Meyer seems to have a lot of health issues after being someplace for six years, and I think six years must be about the length of time it takes a college to sniff out his B.S.
This has been a mess as expected; Meyer comes unglued when the Jags have lost, even in preseason. One source told me that he comes unglued at a loss and will try to take over drills in the following practice. The experienced NFL coaches are not happy in Jacksonville, and the guys with no NFL experience are having issues with the professional NFL coaches.
Meyer is unequipped mentally and coaching-wise to do this job, and he has rubbed a lot of players the wrong way as he tries to coach the Jaguars like they are a college team.
Why was Meyer hired in the first place? Jaguars owner Shad Khan reportedly sought Meyer as the team’s next coach long before even firing Doug Marrone. The college football legend lacked NFL experience, but Khan believed he would implement a culture to turn the franchise around. Now Khan has to be a wise man, right? So how could he not look at Meyer’s past and realize he had never built a solid culture?
Meyer was given the right to hire whatever assistant coaches he wanted, and his first hire showed his culture was all B.S. Meyer’s first hire was longtime friend Chris Doyle.

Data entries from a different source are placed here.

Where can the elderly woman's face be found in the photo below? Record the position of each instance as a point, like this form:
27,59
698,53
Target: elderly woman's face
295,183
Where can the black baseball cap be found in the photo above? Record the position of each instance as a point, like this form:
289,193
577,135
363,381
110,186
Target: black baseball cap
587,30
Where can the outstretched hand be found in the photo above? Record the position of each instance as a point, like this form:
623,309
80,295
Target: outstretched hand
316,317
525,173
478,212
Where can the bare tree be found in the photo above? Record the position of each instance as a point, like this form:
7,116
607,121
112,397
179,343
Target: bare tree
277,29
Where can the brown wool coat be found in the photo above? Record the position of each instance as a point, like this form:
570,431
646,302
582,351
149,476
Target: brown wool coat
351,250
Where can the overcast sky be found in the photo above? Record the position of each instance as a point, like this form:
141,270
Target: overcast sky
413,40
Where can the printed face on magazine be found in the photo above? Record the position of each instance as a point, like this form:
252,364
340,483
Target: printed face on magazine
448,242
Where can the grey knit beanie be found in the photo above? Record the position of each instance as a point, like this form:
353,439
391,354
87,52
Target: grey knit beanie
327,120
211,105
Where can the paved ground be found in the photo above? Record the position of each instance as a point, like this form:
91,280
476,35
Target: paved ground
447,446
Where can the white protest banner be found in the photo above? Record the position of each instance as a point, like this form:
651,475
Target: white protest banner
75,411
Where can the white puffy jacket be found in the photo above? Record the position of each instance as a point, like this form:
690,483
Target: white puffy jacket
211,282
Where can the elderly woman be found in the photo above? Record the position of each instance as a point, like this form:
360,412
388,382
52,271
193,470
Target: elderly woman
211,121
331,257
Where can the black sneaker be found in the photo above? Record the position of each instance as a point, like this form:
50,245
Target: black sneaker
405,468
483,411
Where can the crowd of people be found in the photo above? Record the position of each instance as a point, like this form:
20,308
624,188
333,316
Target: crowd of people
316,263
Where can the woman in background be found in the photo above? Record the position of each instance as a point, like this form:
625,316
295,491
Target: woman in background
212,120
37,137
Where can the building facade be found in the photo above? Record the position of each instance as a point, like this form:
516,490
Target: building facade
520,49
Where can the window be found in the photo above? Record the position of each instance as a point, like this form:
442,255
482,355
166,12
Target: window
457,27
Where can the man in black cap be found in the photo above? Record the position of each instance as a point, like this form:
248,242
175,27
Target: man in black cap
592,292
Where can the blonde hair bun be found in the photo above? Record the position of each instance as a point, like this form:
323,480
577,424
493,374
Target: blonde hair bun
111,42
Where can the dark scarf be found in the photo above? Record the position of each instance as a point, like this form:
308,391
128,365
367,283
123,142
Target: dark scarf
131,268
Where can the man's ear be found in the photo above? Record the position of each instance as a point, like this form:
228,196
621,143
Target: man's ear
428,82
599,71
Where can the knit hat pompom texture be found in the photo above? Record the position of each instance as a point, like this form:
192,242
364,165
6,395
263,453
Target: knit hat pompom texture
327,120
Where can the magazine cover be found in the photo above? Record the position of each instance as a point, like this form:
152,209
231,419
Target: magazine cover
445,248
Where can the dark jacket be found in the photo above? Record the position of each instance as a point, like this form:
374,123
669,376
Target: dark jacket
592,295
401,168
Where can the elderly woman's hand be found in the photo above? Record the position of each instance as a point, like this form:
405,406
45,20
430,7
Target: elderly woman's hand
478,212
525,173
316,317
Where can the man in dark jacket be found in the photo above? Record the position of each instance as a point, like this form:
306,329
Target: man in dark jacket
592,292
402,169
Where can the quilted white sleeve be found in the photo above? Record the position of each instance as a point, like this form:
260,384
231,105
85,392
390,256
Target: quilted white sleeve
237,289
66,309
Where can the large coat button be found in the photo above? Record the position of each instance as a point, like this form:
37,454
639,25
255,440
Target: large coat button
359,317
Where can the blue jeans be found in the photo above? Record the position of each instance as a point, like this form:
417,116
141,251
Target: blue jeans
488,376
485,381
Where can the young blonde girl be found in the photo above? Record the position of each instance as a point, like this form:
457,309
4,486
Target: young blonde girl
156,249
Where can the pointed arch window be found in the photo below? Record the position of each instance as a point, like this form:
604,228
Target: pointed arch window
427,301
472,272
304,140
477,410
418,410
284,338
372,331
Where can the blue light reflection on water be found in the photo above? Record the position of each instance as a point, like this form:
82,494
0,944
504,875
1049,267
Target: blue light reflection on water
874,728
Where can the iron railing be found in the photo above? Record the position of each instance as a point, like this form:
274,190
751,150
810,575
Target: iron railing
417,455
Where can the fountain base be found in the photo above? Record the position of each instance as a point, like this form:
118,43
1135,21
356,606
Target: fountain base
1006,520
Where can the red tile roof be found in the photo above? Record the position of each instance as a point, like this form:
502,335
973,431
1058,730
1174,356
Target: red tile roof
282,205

Doyle, who wasΒ let go by Iowa after multiple claims of his racism towards student-athletes, resigned a day later after Meyer faced immediate criticism for hire. Did Meyer think he could get away with this hire? I am sure he did because nobody until the end at Ohio State ever really questioned the legend in college. However, the fact he would hire this guy as a coach shows you how little respect he has for the people around him.
So Meyer was close friends with Coach Smith and Coach Doyle? Hell, doesn’t that raise a red flag right there about how great of a person Meyer is? If you want a solid culture, you need good people around you.
Every place else, it took six years before scandals destroyed Meyer; it seems he has decided to blow this one up even quicker. After losing the Bengals, Meyer decided to go to Columbus last Thursday instead of back home with his team. While in Columbus, Meyer was caught on video with a young girl dancing upon him. Meyer never once tried to push the girl away. Is this a standalone fireable offense? No, but when you look at the past six months and his previous coaching stops and add it all together, he should be fired. Instead, he canceled the team meeting on Monday and apologized to each position group instead of one big team meeting. He wasn’t even brave enough to stand before the entire team and apologize for what he did.
Multiple players reported that after he left position groups after his apology that the groups burst into laughter. It’s time to put the Urban Meyer Jaguars experiment to rest, and it needs to be done right away. No doubt it’s a matter of when, not if he gets fired. Unfortunately, another college will probably let him implement his culture again, which is a shame, but it is expected today.
Urban Meyer seems too intelligent to get caught like this, and with what players are saying in Jacksonville, maybe he is looking for a way out?